Football was introduced to Germany by American soldiers after World War II, and the first semipro league began play in 1979. The country was home to some of the strongest teams in the N.F.L.’s European league before it folded in 2007.

The arc of Edebali’s journey has largely paralleled the growth of football in Germany since then. Edebali, 34, joined a flag football team in Hamburg as a 9-year-old and fell in love with the energy, strategy and camaraderie of the game.

He made a simple yet seemingly improbable vow: to make it to the N.F.L. At 15, he joined the Hamburg Huskies tackle team, which is when he realized how much harder he needed to work.

Bjorn Werner, who would become the first German player ever drafted in the first round, told Edebali about USA Football’s International Student Program, which placed him in a high school in New Hampshire.

“I thought I had won the lottery,” Edebali said.

After receiving a scholarship to play at Boston College, he was signed as an undrafted free agent by the New Orleans Saints. After three seasons there, he spent parts of the next three years with the Broncos, the Detroit Lions, the Cincinnati Bengals and the Raiders.

As happens to many players, N.F.L. teams stopped calling, so Edebali returned to Hamburg in 2021 to play for the Hamburg Sea Devils in the newly formed European League of Football. He realized that he was something of a folk hero to German football fans, who viewed him as a pioneer for making it to the N.F.L.

“He managed to find his way in a world where there wasn’t really an obvious pathway for international players to get into the league,” said Alexander Steinforth, the manager of the N.F.L.’s operations in Germany.

With the N.F.L. ramping up its activities in Germany and fans hungry for more content about the league, Edebali leaned into his experience and went to work as a commentator for ProSieben, which had the rights to show N.F.L. games.

Edebali also joined Werner, Esume and other football veterans at Football Bromance, a content company that promotes the league and game. The group’s sponsor has rented a 5,000-seat theater in Frankfurt for the Friday before the Indianapolis Colts and the Patriots play so they can interact with fans at an event called Bromania.

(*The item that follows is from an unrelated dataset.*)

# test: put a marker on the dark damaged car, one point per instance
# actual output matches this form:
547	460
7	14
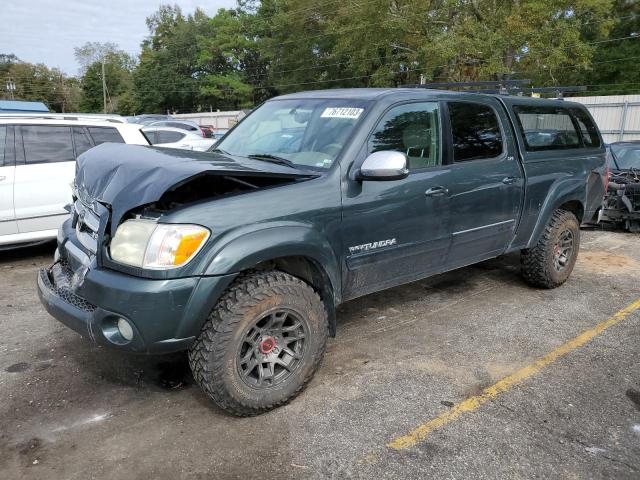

“It’s almost like football is a language,” Edebali said. “Obviously, native speakers speak it the best, but in Germany, we speak it, too.”

For all the fervor for the league, though, the N.F.L. is a long way from putting a team in Europe. The logistics of moving players and equipment between continents is a huge hurdle. Even the games that sell out in England and Germany lose millions of dollars.

Still, the N.F.L. appears to be in for the long haul. In 2015, the league mapped out a strategy for finding new fans in Germany with German-language websites, newsletters and social media. It formed a partnership with ProSieben, which helped attract “legacy” fans who had rooted for the N.F.L.’s European league in the 1990s. The league introduced Game Pass, which lets fans watch multiple games each Sunday.

The N.F.L. has been successful at attracting younger, well-educated audiences that advertisers want to reach. Marcel Schwarzkopf, who runs sports sponsorships for DKB, an online bank that is the presenting sponsor of the N.F.L. games in Germany, said the N.F.L. had a fresher, more digital approach to mixing entertainment with sports than “King Soccer.”

The league’s fans are “exactly the target we’re approaching with our retail group: high purchasing power and above average interest in finance when compared to soccer fans,” he said.

DKB is also a partner of Football Bromance, which has helped turn Esume, Edebali, Werner and other former football players into celebrities that younger fans recognize.

The N.F.L. knows that getting children to play football will raise the odds they will remain fans as they get older. The league is sponsoring flag football leagues, which has helped boost participation in tackle football. There are more than 350 football clubs in Germany with about 50,000 players, up from 30,000 in 2006, according to Fuad Merdanovic, the president of the American Football Association of Germany.

“People here want to be part of something big,” Edebali said, “and once you see others are also interested, you want to join in.”